Registered MMs must maintain two-sided quotes within some maximum spread. Incentivized with fee rebates, penalized by revoking MM status. Cannot be enforced absolutely — an MM can always stop.

### 3. Exercise-Settle Hybrid (Recommended)

European semantics for normal usage, plus a last-resort escape hatch for trapped deep ITM positions:

```solidity
function earlySettle(bytes32 seriesHash, int128 quantity) external {
    // Only for deep ITM options (intrinsic > 20% of strike)
    // Only for longs, only before expiry
    // Penalty: long receives (intrinsic - earlySettleFee) instead of full intrinsic
    // Fee (1-2%) compensates shorts for the disruption
    // Assignment: pro-rata across ALL shorts in the series
    // Long's position closed, shorts' positions reduced proportionally
}
```

**Why this works:**

* **No assignment problem** — pro-rata across all shorts; no single short singled out. Gas is manageable because it's a rare operation.
* **Fee discourages abuse** — 1-2% fee means it's only used when the book truly has no liquidity.
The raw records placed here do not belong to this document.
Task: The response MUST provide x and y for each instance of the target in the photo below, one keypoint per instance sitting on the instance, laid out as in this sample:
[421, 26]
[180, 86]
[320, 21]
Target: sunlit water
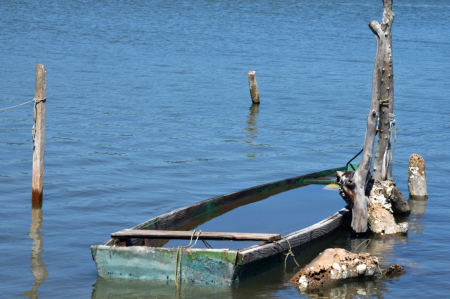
[148, 110]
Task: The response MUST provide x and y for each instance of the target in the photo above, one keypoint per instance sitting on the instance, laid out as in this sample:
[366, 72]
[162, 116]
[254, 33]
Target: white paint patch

If a bid exists at 98% of intrinsic, selling on the book is better.
* **Deep ITM threshold prevents gaming** — can't early-settle ATM/OTM options, preventing circumvention of European semantics for speculative timing.
* **Shorts know the rules upfront** — pro-rata risk is predictable and priced into quotes.

**Implementation cost:**

| Component                     | Lines     |
| ----------------------------- | --------- |
| `earlySettle` function        | \~80      |
| Pro-rata assignment loop      | \~60      |
| Margin adjustment post-settle | \~30      |
| Events + views                | \~20      |
| Tests                         | \~200     |
| **Total**                     | **\~390** |

### 4. Mutual Early Settlement

Long and short agree to settle early — fully consensual, zero fairness issues:

```solidity
function proposeEarlySettle(bytes32 seriesHash, int128 quantity, uint256 price) external;
function acceptEarlySettle(uint256 proposalId) external;
```

Simplest approach but depends on a willing counterparty, which is the same liquidity problem.

## Recommendation

**European + exercise-settle hybrid** for v1:

* Clean European semantics for 99% of usage (pricing, margin, settlement all use Black-76 as-is)
* Escape hatch for the "trapped deep ITM with no liquidity" scenario
* Fee structure makes it self-regulating (only used when truly needed)
* Pro-rata assignment is fair and predictable for shorts
* Modest implementation cost (\~390 lines on top of European base)

Alternative: launch pure European with weekly expiries and add the hybrid later if liquidity proves problematic. The upgrade path is clean — `earlySettle` is purely additive, no existing logic changes.